Dred Scott was a uniquely terrible decision that led to civil war. Lefties appropriately mocked right–wingers who declared that the Supreme Court’s decision upholding Obamacare was comparable to Dred Scott. We should not fall into the same trap.
We are all taught in civics that the Supreme Court checks other branches by ruling something unconstitutional, but the Court can itself be checked by making something constitutional through amendment. The latter has only actually happened a handful of times, which I believe you cited yourself on the Sense and Nonsense thread. Markey’s comments did not suggest the CU was substantively as evil as DS, only that the former needs to be overturned by amendment just as the latter was.

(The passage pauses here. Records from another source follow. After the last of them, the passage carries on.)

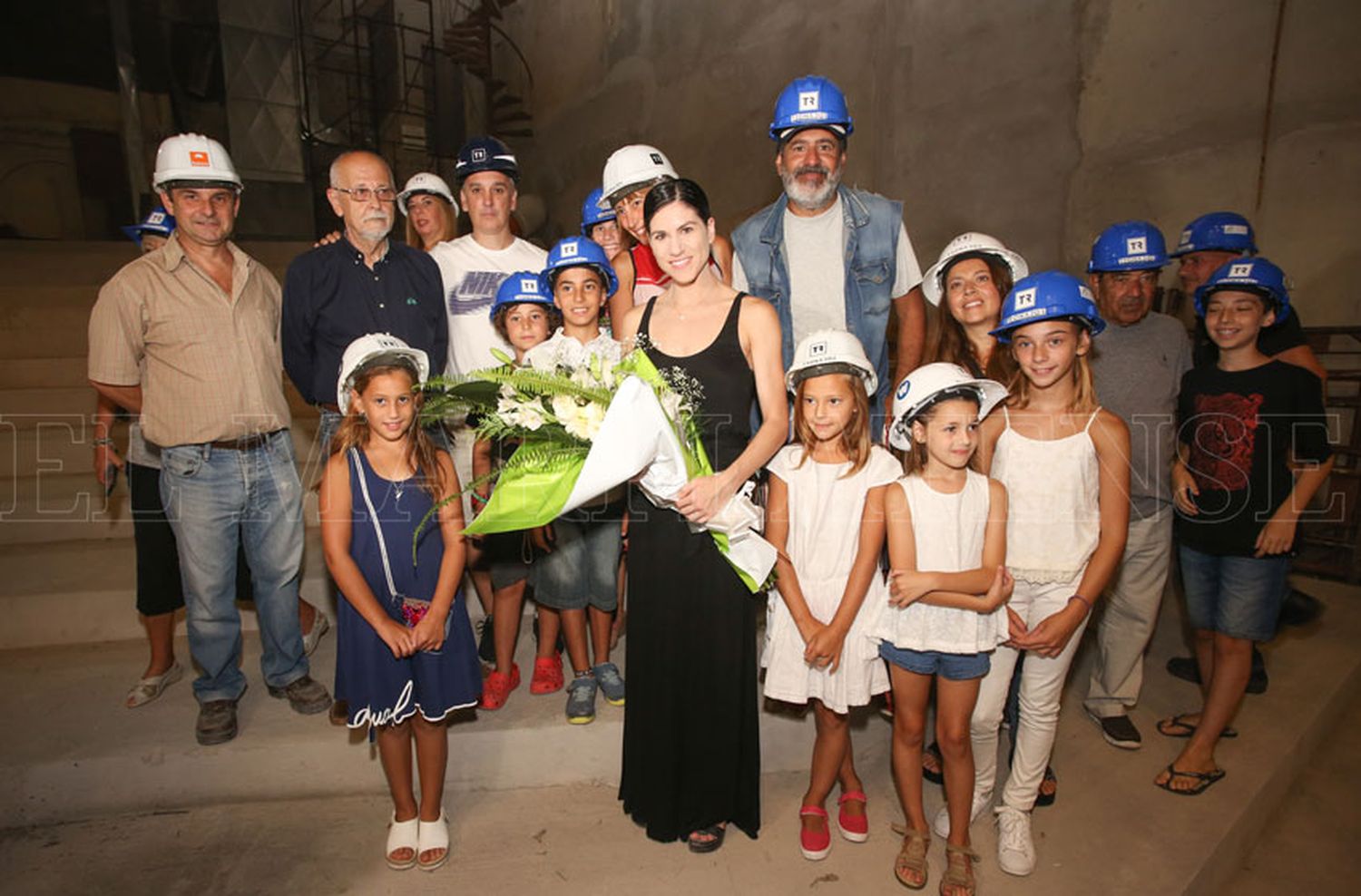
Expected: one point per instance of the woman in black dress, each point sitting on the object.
(691, 754)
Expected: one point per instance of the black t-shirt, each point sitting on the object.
(1241, 429)
(1271, 340)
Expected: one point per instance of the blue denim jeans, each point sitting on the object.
(217, 498)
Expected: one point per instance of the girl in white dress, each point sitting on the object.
(825, 515)
(946, 528)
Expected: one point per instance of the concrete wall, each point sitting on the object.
(1039, 122)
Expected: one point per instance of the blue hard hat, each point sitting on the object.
(485, 154)
(1131, 245)
(517, 288)
(160, 223)
(593, 211)
(1044, 297)
(810, 102)
(579, 252)
(1248, 275)
(1221, 231)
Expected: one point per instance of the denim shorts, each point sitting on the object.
(1233, 596)
(933, 662)
(583, 569)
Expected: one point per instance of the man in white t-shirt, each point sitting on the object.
(473, 268)
(829, 256)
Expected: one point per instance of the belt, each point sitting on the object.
(245, 443)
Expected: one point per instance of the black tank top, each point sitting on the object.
(729, 386)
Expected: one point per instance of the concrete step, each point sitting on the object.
(533, 798)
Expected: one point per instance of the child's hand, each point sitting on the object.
(1015, 628)
(543, 537)
(1278, 534)
(397, 638)
(429, 632)
(1053, 634)
(999, 591)
(824, 648)
(906, 586)
(1183, 490)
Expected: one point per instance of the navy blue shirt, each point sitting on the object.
(331, 298)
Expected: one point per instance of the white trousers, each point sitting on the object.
(1130, 616)
(1042, 689)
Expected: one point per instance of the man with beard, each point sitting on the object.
(829, 256)
(361, 283)
(1138, 375)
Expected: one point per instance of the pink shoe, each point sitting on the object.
(547, 675)
(498, 687)
(814, 844)
(855, 828)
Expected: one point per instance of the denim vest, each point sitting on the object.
(871, 245)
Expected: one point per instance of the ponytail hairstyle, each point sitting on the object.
(855, 437)
(421, 450)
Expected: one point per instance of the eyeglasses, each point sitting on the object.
(364, 193)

Of our 27 amendments, 7 of them overturned egregious Supreme Court rulings, including Dred Scott. We need to use our amendment power to do this again to defend our democracy.
Why did Markey choose Dred Scott instead of, say, Oregon v. Mitchell (overturned by the 26th amendment) to make his point? Because Dred Scott carries a lot of emotional and rhetorical force, that’s why. He may not have actually said “Citizens United is as bad as Dred Scott” – but neither did the right-wing lunatic who declared that the Obamacare decision was “the greatest destruction of individual liberty since Dred Scott.” See, he didn’t say it was actually as bad as Dred Scott, just that it was in 2nd place. So maybe the poor guy has been misinterpreted all along and we should cut him some slack.
Come on, folks. Markey was not making a purely technical and procedural point. He was making a substantive one as well. To pretend otherwise is, with all due respect, willful blindness because you like the guy and you agree with him with that Citizens United should be overruled.
…and does not compare to “we need a constitutional amendment to overturn that.” Markey didn’t use Oregon v. Mitchell because the vast majority, myself included, are not familiar with that case whereas the story of Dred Scott is more popularly known, probably in the top five of historic cases the average person on the street has a chance of naming.
Look at Markey’s follow-up statement:
Are you seriously maintaining that Markey is not trying to get people to think that Citizens United is not just as, or nearly as, “egregious” as Dred Scott? How else is one reasonably to interpret that comment?
I will say this again: “Markey was not making a purely technical and procedural point. He was making a substantive one as well. To pretend otherwise is, with all due respect, willful blindness because you like the guy and you agree with him with that Citizens United should be overruled.”
I really don’t think you need to act as though Markey invoked a variation of Godwin’s Law. The larger point is still that both decisions were harmful and justify overturning by amendment.
Actually, that’s a good way of describing precisely what he did. 🙂
Also, bravo for finally ridding yourself of IE and being able to use nested comments!
I just decided one day to try again for the heck of it and it worked.
I didn’t mean to +1 this. I disagree completely.